L’artisanat, un miroir ondoyant mais luisant d’espoir aux mains de l’artisan

L’artisanat, un miroir ondoyant mais luisant d’espoir aux mains de l’artisan

mardi, 21 janvier, 2020 à 11:25

Par : Zakaria Belabbes

 

Marrakech – L’artisanat au Maroc présente un levier majeur du développement durable et socioéconomique, s’insérant dans l’économie sociale et solidaire à travers une production à fort contenu culturel et des activités multiséculaires d’artisans épris qui font face à des difficultés mais croient en l’espoir d’un avenir meilleur du métier.

Ces maîtres artisans disposent en leurs mains d’un savoir-faire ancestral, un miroir ondoyant générant une “instabilité” des métiers artisanaux à cause des ”maux” qui existent dans le secteur mais “luisant d’espoir’’ pour ces artisans qui veulent transmettre cet héritage culturel à la nouvelle génération.

En effet, il n’est sans doute injuste de nier que des obstacles persistent, mettant en difficulté l’émergence effective et véritable d’un secteur qui totalise déjà un nombre de 1.130.000 de travailleurs, et dont le nombre de transaction a dépassé 73 milliards de dirhams annuellement, selon des chiffres dévoilés par la ministre du Tourisme, de l’Artisanat, du Transport aérien et de l’Économie sociale, Nadia Fettah Alaoui lors de la cérémonie d’ouverture de la 6ème édition de la Semaine nationale de l’artisanat (SNA).

Dans un entretien accordé dans le stand de la MAP aménagé pour la SNA, la professeure agrégée des sciences économiques et juridiques, Siham Ikhmim, fait valoir que ce salon amène les individus à découvrir ce “monde intéressant” d’artisanat, guidant les jeunes à percer à jour les compétences ancestrales d’artisans liées intimement à la culture marocaine dans toute sa diversité et son hétérogénéité.

“Ce salon est un carrefour de rencontres entre les consommateurs et producteurs, les investisseurs et entreprises’’, précise-t-elle.

Les individus s’orientent vers la création de la coopérative car c’est une forme de structure souple et flexible basée sur le mutualisme ou la coopération entre leurs membres, explique Mme Ikhmim, notant que celle-ci ne nécessite pas un capital social important en comparaison avec la création d’une entreprise et permet aux individus les plus démunis de monter leurs projets qui attestent la richesse des produits culturels marocains.

Soulignant le rôle déterminant que joue l’artisanat dans l’économie sociale et solidaire, cette universitaire met en exergue la notion de la croissance inclusive comme nouveau objectif à atteindre par le secteur artisanal, en se dirigeant vers un modèle d’inclusion de tous les artisans.

“Étant axé plus sur le volet social, le développement du secteur artisanal peut aider à l’intégration des personnes les plus défavorisés pour leur permettre de disposer d’un revenu stable grâce à la création des coopératives pour subvenir à leurs besoins, surtout ceux physiologiques”, affirme-t-elle.

Dans ce sillage, fait-elle observer, le projet de loi 50-17 serait une valeur ajoutée qui va encadrer efficacement le travail de l’artisan et instaurer une couverture sociale qui serait en faveur du développement du secteur artisanal.

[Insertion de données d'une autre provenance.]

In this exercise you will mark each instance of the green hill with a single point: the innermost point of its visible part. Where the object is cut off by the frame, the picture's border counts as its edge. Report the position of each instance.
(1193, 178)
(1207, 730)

Par ailleurs, le savoir-faire des artisans locaux est un facteur clé qui leur permet de développer et d’innover leurs produits grâce à leur expertise inégalée qui fait la fierté du secteur.

Approchés par la MAP, les artisans de la poterie et des métaux esquissent le problème de commercialisation, de la contrefaçon et d’approvisionnement de la matière première, mettant en péril de manière sérieuse l’avenir de leur métier.

Ainsi, Ahmed El Kaddari, un dinandier de Fès, déplore les faibles gains des ventes et le phénomène récurrent de la contrefaçon, faisant en sorte que les artisans affrontent une concurrence injuste et malsaine, et impactant négativement l’avenir de ce métier.

De son côté, Ahmed Ghalmi, maître-potier de l’atelier “Poterie Al Amal” à Salé, reconnaît que les ateliers de poterie de la région trouvent des difficultés à s’approvisionner de l’argile, une matière première devenue de plus en plus rare et difficile à trouver sur le marché.

Toutefois, il est évident que parmi les objectifs de cette 6è édition, qui se poursuit au 26 janvier dans la ville ocre, est de pallier à ces obstacles persistants, surtout celui de ‘’la commercialisation du produit tout en préservant et améliorant les revenus des artisans’’, un des buts principaux de l’organisation de ce salon.

Il faut également rappeler la nécessité, sur le long terme, de disposer d’une stratégie globale de développement de l’artisanat, comme la prochaine stratégie 2020-2030 qui aspire à révolutionner le secteur de l’artisanat.